4. Provide such income as federally Tax-Free, forever.

At current pay rates, that would be slightly under $76,000 for a period of two years at pay grade E-3 – not a bad nest egg. And then, there’s the 30 days paid vacation, head-to-toe health care, incentive/bonus pay for skills, BAH (basic allowance for housing), and a host of other remunerations and fiduciary potential – all of which are added to Basic Pay, thereby increasing take-home pay. Potentially, managing money wisely, a young enlistee could emerge from a four year commitment with very nearly $125,000 in pocket, VA health benefits, GI Bill benefits, and more.

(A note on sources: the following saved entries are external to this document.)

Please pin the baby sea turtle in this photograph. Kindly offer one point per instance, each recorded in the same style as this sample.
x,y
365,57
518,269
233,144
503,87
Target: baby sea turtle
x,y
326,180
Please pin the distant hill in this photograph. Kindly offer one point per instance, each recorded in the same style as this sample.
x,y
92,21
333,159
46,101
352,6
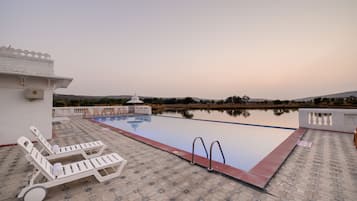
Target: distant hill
x,y
80,97
336,95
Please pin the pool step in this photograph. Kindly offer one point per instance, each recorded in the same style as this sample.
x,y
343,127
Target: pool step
x,y
210,155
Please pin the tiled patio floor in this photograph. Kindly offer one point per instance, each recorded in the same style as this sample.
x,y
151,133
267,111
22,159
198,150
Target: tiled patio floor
x,y
327,171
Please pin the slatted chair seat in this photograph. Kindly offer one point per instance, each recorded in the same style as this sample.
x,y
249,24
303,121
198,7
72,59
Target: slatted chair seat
x,y
70,172
87,150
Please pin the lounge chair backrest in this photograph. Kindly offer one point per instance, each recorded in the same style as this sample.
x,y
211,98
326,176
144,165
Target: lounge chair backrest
x,y
42,139
36,158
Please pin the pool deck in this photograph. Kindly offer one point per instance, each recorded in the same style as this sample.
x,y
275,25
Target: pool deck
x,y
326,171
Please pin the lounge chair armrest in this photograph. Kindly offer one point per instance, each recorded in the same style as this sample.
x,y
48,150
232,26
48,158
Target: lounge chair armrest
x,y
57,170
55,149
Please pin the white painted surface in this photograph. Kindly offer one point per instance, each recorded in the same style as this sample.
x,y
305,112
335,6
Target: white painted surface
x,y
18,114
21,70
26,62
99,110
343,120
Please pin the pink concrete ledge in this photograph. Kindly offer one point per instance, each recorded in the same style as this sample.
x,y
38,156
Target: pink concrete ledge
x,y
258,176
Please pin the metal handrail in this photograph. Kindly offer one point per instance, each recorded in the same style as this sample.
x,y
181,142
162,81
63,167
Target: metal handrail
x,y
210,154
193,148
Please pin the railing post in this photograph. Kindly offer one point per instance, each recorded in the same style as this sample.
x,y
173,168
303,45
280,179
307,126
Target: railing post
x,y
193,149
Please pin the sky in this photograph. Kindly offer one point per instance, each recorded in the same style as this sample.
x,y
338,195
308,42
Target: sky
x,y
176,48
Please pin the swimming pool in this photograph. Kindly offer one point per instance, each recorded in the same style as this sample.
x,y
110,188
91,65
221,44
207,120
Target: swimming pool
x,y
243,146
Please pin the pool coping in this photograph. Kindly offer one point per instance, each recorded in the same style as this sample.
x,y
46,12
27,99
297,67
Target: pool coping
x,y
259,176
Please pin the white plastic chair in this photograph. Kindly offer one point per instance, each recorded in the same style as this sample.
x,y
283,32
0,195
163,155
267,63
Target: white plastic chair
x,y
102,168
87,150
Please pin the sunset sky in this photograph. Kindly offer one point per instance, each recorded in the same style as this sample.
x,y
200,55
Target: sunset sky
x,y
209,49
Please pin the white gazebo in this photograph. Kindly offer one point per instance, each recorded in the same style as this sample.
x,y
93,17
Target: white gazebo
x,y
27,82
135,100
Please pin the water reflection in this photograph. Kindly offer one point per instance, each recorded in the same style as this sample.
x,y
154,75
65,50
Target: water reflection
x,y
277,117
189,114
238,112
135,121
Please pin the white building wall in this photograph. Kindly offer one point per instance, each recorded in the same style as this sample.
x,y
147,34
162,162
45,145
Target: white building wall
x,y
18,114
21,70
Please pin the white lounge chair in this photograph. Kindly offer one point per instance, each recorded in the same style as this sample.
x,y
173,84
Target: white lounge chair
x,y
87,150
102,168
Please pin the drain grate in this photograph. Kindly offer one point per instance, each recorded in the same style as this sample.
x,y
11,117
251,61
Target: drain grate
x,y
303,143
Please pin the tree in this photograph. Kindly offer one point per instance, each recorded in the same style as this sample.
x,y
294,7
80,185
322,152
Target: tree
x,y
245,99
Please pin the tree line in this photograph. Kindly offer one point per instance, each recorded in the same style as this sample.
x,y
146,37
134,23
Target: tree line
x,y
67,101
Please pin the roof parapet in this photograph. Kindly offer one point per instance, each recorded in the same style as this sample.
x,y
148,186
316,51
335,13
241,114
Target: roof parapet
x,y
26,54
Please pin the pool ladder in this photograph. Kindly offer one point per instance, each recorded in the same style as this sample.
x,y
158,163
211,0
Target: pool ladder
x,y
210,151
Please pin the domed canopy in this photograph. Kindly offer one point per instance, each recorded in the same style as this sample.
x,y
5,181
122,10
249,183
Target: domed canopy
x,y
135,100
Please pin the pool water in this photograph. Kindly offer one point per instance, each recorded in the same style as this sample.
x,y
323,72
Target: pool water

The money could be used wisely, or squandered. But the principle would forever be federally tax-free – and I think it should be at the state level, as well. It’s well known that young enlistees have high levels of “disposable” income. But WISE fiscal management could yield significant benefits to them individually, and by extension, to our nation.

Part three of the plan I envisioned – higher education – was implemented when President Obama signed the Post 9/1 G.I. Bill, providing the most comprehensive expansion and provision of educational benefits our troops have received since F.D.R.’s presidency.

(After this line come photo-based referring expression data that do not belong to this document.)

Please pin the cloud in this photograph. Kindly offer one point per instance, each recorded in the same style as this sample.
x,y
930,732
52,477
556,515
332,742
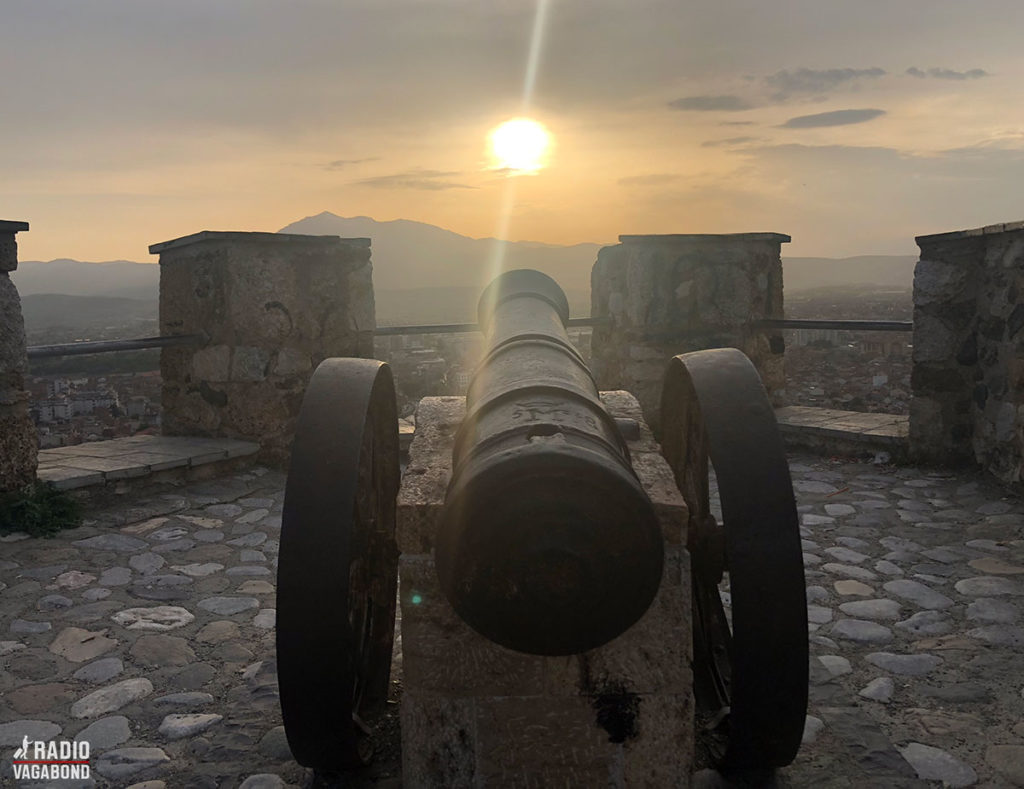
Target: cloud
x,y
712,103
785,83
947,74
427,180
654,179
341,164
727,141
835,118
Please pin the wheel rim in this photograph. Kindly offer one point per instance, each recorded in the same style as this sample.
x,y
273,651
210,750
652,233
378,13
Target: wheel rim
x,y
751,678
338,564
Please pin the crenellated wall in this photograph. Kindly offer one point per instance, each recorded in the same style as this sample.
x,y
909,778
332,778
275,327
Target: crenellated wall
x,y
968,376
18,446
271,306
665,295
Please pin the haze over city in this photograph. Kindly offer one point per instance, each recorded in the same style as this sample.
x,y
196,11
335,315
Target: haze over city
x,y
852,127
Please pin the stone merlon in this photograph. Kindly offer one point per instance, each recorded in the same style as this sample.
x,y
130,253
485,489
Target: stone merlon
x,y
230,235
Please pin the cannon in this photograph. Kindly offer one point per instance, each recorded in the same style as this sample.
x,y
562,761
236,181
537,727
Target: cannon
x,y
548,543
535,553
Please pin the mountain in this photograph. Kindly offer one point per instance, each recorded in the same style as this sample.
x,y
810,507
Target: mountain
x,y
422,274
410,254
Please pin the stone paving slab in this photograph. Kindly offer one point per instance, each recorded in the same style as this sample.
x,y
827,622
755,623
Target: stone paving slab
x,y
134,628
837,432
99,462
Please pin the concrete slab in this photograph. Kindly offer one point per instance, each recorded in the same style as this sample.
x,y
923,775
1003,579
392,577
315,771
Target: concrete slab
x,y
100,462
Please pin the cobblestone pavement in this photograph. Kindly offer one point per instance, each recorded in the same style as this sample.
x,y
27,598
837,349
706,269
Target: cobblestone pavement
x,y
150,632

I recollect a report entitled “Young Virginians: Ready, Willing, and Unable to Serve,” having read and saved it September 2, this year. It was authored and advised by an impressive cadre of Generals, Admirals, field-grade officers, and senior executive NCOs, from all branches of the service, and “supported by the Pew Charitable Trusts, and Pre-K Now, campaign of the Pew center on the States.”

Interestingly, NPR has only recently reported on it.

The problems the report addresses are from a thorough examination of Virginia, though it’s findings can be extrapolated to the United States at large.

According to the report, the three greatest problems disqualifying American youth from service to our nation include:

1.) Criminality – felony and serious misdemeanor offense;

2.) Education – failure to graduate high school, and low achievement in reading & math, 30% unable to pass the Armed Forces Qualification Test; and

3.) Health – specifically obesity, although asthma, eyesight, hearing, mental health, ADHD and additional health problems factor in, thereby disqualifying over half of all young adults.

Additional disqualifiers include single custodial parenthood, and drug or alcohol abuse.

These are all social ills.

Mission: Readiness – Military Leaders for Kids is a bipartisan, nonprofit, national security organization of more than 80 retired generals and admirals,” whom “accept no funds from federal, state, or local governments,”  and “call on all policymakers to ensure America’s security and prosperity by supporting interventions proven to help America’s youth succeed academically, stay physically fit, and abide by the law. Pre-K Now collaborates with organizations and policy makers to lead a movement toward high-quality, voluntary pre-kindergarten for all 3- and 4-year-olds.”

In recent political history, social programs have been an “easy target” for many of the Republican stripe whom have seriously reduced or eliminated such programs’ funding, effectively or outright killing the very programs that could have done much to have prevented these anathemas.

Ironically, prison construction and maintenance is a capital expenditure. And of all the world’s nations, ours has more incarcerations per capita than any other, having exploded (doubling 2.5 times) since 1980 (though incarcerations remained relatively stable since 1920, according to the U.S. Department of Justice).

How’s that THAT for the so-called “Reagan Revolution?” It sounds more like a “Contract on America” rather than “with America,” to me.

Wonder why no more.

Governance is much more than infrastructure expenditures, and military readiness includes a strong social component.

Our Constitution calls it providing “for the common defense,” by promoting “the general welfare,” to “secure the blessings of liberty.”

Healthcare is an integral and unequivocal part of that equation… as we can now painfully, and plainly see.

I suppose it would be apropos and germane – though perhaps trite – to conclude with a line from advertising: “You can pay me now… or, pay me later.”